The series is the result of Castro's study of churches in Texas — home to two of the largest megachurches in the world.
"So the person is looking at the phone, but what they have in the phone is an image of a church burning. A church that was attacked, a church in Texas," Castro said of the work. "This was right before the pandemic so it's interesting how we get all this news and information from the phone, but you feel kind of like impotent on your phone just seeing all these things and experiencing the world through a screen."
After a year with such limited in-person art, this piece is shockingly visceral and sensory. You can feel the heat as you stand near it. There's an empty seat next to the figure, identical to theirs, that viewers can sit on and get a closer look. The work feels both very immediate and rooted in this moment, but also undeniably drawing on the remarkable timelessness of religion.
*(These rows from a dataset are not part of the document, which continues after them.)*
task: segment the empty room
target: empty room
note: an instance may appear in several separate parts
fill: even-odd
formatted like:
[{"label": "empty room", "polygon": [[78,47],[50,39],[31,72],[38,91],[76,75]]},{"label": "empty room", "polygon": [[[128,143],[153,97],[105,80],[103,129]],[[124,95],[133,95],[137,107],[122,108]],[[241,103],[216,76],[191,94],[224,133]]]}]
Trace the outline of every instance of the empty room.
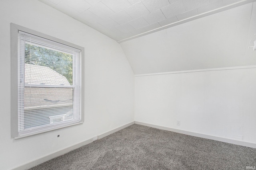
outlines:
[{"label": "empty room", "polygon": [[256,0],[0,0],[0,170],[256,169]]}]

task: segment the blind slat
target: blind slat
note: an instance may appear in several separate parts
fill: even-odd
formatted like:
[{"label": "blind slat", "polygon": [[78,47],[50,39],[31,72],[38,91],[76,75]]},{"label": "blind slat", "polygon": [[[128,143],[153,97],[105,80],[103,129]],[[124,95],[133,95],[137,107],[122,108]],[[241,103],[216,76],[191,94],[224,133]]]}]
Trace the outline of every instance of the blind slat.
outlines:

RELATED: San Diego Weekend Arts Events: Carlos Castro’s ‘Remorses And Other Maladies'
Details: Exhibition information. Viewable by appointment at Bread and Salt, 1955 Julian Ave.
Chantal Peñalosa: 'Sobre La Avenida México'
On view at Best Practice from March 13 through April 17
Tecate-based multidisciplinary artist Chantal Peñalosa will open a new solo show at Best Practice in Barrio Logan mid-month. The exhibition, "There's Something About the Weather of This Place," is focused on perspectives and angles of the US/Mexico border, and uses photography, painting and video works. Peñalosa's pieces include canvases coated with fresh white paint and set outside to collect falling ash from wildfires, photography diptychs that follow the changes in cloud formations in the duration of a border crossing, even a scent diffused in the gallery to evoke the border region (virtual exhibitions can't do that!).
Her fascinating video work, "Sobre la Avenida México" is a performance piece where the artist sat on a rooftop on a street in Tecate, the last street before the border, at eye level with a border patrol vehicle. The piece runs approximately five minutes and studies place, surveillance, power and defiance as Peñalosa narrates what she sees.
Peñalosa also has work in "Domestic Geographies," the 14th annual Día de la Mujer exhibition at The Front in San Ysidro, which runs March 6 through May 7.
Details: Exhibition information. Viewable by appointment, or on Fridays from 1-3 p.m., beginning March 13. 2284 Kearney Ave., Barrio Logan.